Fig. 5: scCHyMErA-Seq identifies cassette exons influencing cell cycle distribution.

a Stacked bar plot summarizing exons whose deletion affects cell cycle phase distribution, as identified by scCHyMErA-Seq. Phases with significantly increased cell fractions are indicated (****p < 0.0001, ***p < 0.001, **p < 0.01; One-sided Fisher’s exact test with Benjamini–Hochberg correction). b RT-PCR analysis of exon inclusion for the indicated genes in RNA from HAP1 cells transduced with two independent intergenic control hgRNAs or two independent hgRNAs targeting the indicated exons using scCHyMErA-seq–compatible constructs. Single experiment performed. c Validation of scCHyMErA-Seq results by propidium iodide staining and flow cytometry.
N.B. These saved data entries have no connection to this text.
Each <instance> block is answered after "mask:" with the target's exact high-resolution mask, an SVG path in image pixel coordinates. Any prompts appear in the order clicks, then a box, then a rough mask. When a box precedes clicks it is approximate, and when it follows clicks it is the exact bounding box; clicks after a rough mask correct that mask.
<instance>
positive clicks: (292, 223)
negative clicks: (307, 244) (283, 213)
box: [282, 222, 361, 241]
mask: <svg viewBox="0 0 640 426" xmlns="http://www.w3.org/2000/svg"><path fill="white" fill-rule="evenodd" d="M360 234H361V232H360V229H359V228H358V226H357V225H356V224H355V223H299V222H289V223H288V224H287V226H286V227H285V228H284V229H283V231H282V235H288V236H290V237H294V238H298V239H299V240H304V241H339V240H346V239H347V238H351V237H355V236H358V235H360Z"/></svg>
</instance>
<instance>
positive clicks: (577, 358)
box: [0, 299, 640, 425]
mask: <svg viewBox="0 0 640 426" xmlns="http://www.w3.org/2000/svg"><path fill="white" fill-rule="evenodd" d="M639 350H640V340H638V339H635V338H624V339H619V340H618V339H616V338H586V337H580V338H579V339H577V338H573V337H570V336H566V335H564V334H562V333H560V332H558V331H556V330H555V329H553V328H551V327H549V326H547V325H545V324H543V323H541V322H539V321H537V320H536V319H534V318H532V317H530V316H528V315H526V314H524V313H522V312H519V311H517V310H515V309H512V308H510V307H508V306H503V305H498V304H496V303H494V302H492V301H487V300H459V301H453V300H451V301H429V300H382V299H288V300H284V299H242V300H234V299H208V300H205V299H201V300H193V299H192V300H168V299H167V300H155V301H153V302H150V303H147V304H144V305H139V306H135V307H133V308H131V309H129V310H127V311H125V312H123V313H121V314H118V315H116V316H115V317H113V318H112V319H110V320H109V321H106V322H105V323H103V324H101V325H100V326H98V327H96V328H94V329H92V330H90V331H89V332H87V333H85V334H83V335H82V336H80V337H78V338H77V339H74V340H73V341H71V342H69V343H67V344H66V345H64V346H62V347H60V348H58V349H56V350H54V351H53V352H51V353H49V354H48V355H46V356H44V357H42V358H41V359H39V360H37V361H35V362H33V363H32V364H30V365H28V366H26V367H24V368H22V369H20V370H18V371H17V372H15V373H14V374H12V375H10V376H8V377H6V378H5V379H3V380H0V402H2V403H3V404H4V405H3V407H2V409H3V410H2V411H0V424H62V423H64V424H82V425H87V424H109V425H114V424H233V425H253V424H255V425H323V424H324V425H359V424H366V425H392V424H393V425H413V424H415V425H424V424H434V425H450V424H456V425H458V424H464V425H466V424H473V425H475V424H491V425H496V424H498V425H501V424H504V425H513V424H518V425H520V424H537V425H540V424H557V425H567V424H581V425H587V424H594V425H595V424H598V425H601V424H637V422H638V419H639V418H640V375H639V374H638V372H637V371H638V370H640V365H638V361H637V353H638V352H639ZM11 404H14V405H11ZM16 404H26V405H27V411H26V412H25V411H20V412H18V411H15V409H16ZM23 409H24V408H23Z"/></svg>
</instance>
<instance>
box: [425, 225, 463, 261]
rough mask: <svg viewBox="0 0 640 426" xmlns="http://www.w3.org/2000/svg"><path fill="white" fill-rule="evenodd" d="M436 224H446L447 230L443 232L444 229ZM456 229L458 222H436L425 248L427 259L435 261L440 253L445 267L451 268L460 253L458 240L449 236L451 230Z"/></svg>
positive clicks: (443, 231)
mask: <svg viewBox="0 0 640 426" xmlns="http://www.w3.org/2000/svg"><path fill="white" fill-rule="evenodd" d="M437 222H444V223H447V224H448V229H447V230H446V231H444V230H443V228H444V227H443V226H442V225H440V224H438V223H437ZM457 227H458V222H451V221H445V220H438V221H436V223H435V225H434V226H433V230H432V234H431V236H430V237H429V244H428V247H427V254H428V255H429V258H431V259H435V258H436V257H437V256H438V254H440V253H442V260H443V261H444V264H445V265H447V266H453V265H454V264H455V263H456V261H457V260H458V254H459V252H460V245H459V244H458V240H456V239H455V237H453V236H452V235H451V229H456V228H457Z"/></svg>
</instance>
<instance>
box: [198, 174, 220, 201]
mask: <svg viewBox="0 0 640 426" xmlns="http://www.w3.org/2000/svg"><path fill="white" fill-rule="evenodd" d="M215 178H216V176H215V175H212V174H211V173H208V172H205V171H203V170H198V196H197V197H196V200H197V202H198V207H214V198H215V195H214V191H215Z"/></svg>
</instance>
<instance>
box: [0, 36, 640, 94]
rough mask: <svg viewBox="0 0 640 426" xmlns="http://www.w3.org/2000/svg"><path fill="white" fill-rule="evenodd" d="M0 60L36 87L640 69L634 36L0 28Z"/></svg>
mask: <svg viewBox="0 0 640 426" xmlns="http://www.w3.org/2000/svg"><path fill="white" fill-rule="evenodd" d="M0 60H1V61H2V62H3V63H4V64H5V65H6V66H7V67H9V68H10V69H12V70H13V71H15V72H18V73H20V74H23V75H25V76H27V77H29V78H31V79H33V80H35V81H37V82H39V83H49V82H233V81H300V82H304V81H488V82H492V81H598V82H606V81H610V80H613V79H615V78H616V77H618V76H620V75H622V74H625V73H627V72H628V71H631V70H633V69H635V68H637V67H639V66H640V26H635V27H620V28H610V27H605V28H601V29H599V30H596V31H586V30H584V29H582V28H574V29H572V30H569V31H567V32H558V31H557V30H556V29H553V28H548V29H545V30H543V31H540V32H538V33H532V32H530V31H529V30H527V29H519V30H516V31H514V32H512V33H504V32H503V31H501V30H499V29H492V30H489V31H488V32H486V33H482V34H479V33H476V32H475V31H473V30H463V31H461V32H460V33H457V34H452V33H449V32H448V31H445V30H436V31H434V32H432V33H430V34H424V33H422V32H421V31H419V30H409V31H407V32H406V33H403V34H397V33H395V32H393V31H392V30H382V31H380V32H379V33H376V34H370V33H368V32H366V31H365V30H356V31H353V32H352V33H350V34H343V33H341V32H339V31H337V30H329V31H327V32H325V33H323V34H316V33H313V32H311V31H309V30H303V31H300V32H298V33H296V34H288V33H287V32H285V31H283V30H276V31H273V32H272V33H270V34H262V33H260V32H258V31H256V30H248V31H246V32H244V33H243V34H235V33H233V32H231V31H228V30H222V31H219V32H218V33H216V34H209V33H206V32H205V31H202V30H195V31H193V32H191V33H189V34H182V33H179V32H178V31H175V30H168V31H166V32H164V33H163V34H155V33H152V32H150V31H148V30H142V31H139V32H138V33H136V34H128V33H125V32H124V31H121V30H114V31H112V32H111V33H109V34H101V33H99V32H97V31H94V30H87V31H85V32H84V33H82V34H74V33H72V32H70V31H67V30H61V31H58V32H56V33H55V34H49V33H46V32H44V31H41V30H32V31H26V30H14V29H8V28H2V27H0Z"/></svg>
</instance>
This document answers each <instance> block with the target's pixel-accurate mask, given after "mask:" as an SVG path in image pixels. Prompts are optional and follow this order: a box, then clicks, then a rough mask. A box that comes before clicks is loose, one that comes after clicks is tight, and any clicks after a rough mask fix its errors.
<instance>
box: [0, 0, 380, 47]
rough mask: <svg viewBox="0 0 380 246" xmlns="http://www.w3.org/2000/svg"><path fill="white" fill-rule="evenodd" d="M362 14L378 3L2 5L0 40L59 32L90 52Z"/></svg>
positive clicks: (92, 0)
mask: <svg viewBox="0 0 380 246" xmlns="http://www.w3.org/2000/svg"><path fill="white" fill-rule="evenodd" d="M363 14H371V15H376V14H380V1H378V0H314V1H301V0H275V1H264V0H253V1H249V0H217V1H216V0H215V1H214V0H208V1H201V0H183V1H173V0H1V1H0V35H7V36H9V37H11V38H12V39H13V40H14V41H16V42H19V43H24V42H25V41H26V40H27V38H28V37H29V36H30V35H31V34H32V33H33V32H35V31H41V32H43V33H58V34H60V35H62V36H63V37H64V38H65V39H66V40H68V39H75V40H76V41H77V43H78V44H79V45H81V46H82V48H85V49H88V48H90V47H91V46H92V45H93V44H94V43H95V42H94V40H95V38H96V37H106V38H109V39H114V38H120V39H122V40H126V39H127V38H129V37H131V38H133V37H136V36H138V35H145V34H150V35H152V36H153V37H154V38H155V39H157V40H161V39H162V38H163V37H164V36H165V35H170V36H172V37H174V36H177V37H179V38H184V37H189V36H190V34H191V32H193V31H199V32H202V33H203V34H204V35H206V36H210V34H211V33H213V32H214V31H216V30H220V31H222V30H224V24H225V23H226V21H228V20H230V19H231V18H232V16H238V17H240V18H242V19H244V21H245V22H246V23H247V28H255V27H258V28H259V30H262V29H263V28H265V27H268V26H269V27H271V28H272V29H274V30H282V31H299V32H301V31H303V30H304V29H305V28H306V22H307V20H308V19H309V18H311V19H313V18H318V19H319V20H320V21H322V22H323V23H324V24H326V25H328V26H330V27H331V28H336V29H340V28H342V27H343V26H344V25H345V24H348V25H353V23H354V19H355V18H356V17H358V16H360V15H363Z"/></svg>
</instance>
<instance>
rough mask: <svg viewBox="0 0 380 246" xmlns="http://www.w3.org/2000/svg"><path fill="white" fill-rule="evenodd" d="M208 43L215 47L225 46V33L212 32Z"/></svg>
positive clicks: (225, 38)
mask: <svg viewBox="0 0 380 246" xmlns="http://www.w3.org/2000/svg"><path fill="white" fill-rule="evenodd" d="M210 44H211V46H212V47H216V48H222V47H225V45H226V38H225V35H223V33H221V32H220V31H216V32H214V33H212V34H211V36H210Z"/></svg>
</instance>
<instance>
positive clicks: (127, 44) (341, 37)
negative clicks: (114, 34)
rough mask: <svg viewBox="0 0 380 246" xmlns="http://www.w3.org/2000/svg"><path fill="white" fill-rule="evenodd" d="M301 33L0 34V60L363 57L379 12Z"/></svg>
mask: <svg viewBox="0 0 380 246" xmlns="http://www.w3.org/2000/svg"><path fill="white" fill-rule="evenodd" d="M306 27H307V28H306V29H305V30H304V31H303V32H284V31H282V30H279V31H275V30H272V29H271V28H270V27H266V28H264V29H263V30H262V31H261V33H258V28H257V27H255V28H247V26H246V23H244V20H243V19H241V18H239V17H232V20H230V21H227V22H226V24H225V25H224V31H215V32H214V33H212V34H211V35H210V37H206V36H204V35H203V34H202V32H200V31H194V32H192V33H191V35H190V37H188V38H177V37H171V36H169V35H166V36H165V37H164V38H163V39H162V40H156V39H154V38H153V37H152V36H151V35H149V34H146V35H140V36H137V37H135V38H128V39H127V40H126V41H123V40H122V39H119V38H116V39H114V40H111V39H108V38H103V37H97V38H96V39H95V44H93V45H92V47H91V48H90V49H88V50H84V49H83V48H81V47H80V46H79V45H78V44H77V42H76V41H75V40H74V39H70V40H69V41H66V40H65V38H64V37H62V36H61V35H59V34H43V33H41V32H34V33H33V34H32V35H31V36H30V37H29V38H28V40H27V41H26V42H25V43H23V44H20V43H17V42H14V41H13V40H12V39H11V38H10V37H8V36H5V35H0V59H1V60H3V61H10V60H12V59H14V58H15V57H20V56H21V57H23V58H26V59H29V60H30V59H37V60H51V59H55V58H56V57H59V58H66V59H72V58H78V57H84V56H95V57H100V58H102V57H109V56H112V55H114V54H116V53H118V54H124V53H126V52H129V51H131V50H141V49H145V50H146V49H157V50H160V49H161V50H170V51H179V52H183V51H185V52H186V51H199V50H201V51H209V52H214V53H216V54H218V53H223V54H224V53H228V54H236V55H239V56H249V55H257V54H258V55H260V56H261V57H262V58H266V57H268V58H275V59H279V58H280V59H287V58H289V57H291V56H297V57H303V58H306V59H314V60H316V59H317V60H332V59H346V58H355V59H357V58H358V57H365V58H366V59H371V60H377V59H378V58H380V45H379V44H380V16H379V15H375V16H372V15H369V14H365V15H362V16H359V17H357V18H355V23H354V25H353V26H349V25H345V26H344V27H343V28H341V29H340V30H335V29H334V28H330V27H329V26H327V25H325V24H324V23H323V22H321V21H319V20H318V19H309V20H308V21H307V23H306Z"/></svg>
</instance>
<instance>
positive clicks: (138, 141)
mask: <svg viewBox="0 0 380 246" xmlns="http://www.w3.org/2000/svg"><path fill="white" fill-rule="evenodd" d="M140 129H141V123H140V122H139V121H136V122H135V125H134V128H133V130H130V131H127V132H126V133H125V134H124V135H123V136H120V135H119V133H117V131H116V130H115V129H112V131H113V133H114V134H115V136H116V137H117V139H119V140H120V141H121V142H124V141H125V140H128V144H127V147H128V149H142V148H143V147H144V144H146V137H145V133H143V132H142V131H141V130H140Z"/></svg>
Stacked bar plots indicate the effect of exon deletions on cell cycle distribution; significantly increased phases are indicated. Data represent mean ± SD from three biological replicates, each calculated as the average of two independent hgRNA treatments; **p < 0.01, *p < 0.05; one-way ANOVA. d Scatter plot comparing log2 fold-change values of differentially expressed genes across all perturbations between gene knockouts and exon deletions. The two-sided Pearson’s correlation coefficient is shown. e Volcano plot of DESeq2 pseudobulk analysis comparing SKP2 exon-6 deletion with SKP2 knockout. Significantly upregulated (red) and downregulated (blue) genes are indicated (adjusted p < 0.05, |log2 fold-change|> 0.5). p values were computed using DESeq2’s Wald test with Benjamini–Hochberg correction. f Scatter plot comparing log2 fold-change values of genes between SKP2 knockout versus intergenic controls (x-axis) and SKP2 exon-6 deletion versus intergenic controls (y-axis). Only genes differentially expressed between SKP2 knockout and exon-6 deletion are shown. g KEGG pathway enrichment analysis of differentially expressed genes between SKP2 knockout and SKP2 exon-6 deletion. Pathways with padj <0.01 (****p < 0.0001, ***p < 0.001; Fisher’s exact one-tailed test with multiple-testing correction using g:Profiler’s g:SCS method); all expressed genes were used as background.